Of course it took some adjusting at certain points, shaving for almost a decade, old habits die hard. Still, I didn’t cower and always wear long sleeved shirts, that would of just made this a pointless experiment. One of the main reasons I wanted to explore this issue is, was I uncomfortable not shaving because of how I like my self to look, or how others will perceive me. Beauty was for a long time, one of the main assets many women could use. And there was a very cookie cutter definition of what beauty is, slowly as time passes, this definition is broadening, it is not just the Marilyn Monroe’s that are considered beautiful. We are seeing a variety of representations, of body shapes, race, and age. There’s still a long way to go, but small improvements should still be celebrated.
Maybe this whole shaving, not shaving, won’t really matter one day. Just up to the personal preference of each individual. Same way some people like their hair short, while others like theirs long. Case and point, while I wholly support females that don’t want to shave, after the 6 week period, I shaved. I like the feel of smooth skin, but if I don’t shave for a couple of days, a week, etc. it won’t make me feel one ounce less of the gender I identify with, female. Or any less beautiful or comfortable, for that matter. Of course, if you found these photos or the concept of female body hair totally grotesque, and it doesn’t align to how you think a female should look. I can’t really change that, you define what femininity means to you. I do know for certain that the definition of femininity, or the female gender, will forever broaden and change. My personal idea of it will differ from yours, from my friends and family, and I feel like my own definition will change over time. Change, for this matter at least, is something I will embrace and encourage others to as well.
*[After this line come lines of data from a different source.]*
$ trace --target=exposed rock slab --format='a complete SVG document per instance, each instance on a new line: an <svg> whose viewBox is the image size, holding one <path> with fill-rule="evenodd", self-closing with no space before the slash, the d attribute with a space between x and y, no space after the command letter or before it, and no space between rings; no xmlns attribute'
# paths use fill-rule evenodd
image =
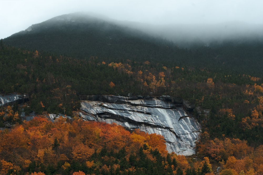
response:
<svg viewBox="0 0 263 175"><path fill-rule="evenodd" d="M167 102L164 97L100 96L95 98L99 100L81 101L79 116L83 120L115 123L129 130L138 128L160 134L169 152L185 155L195 153L194 148L200 126L187 114L181 104Z"/></svg>
<svg viewBox="0 0 263 175"><path fill-rule="evenodd" d="M28 98L25 95L12 94L0 95L0 106L11 105L17 102L21 103L28 100Z"/></svg>

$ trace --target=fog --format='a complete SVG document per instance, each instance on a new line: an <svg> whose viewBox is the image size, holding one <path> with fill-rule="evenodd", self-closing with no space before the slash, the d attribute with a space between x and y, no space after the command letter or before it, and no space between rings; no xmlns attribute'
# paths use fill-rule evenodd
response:
<svg viewBox="0 0 263 175"><path fill-rule="evenodd" d="M117 20L123 25L181 43L193 40L209 43L215 38L222 40L244 35L256 37L263 31L263 1L260 0L10 0L1 2L1 38L55 16L79 11Z"/></svg>

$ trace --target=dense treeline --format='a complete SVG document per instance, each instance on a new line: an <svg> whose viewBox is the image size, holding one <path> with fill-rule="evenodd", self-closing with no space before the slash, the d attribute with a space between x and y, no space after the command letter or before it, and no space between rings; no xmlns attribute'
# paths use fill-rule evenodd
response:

Do I think that if I have hairy legs or armpits, that is going to garner me more respect, maybe get me that CEO status? No. Not really. But I will say this, in my personal opinion, while I defend the feminist notion that a female is allowed to do what she wants with her body, I want my words and actions to be the thing that really stands out, as being a feminist, but more importantly, being a human being. I hope that I was able to achieve just a little bit of that right here, right now.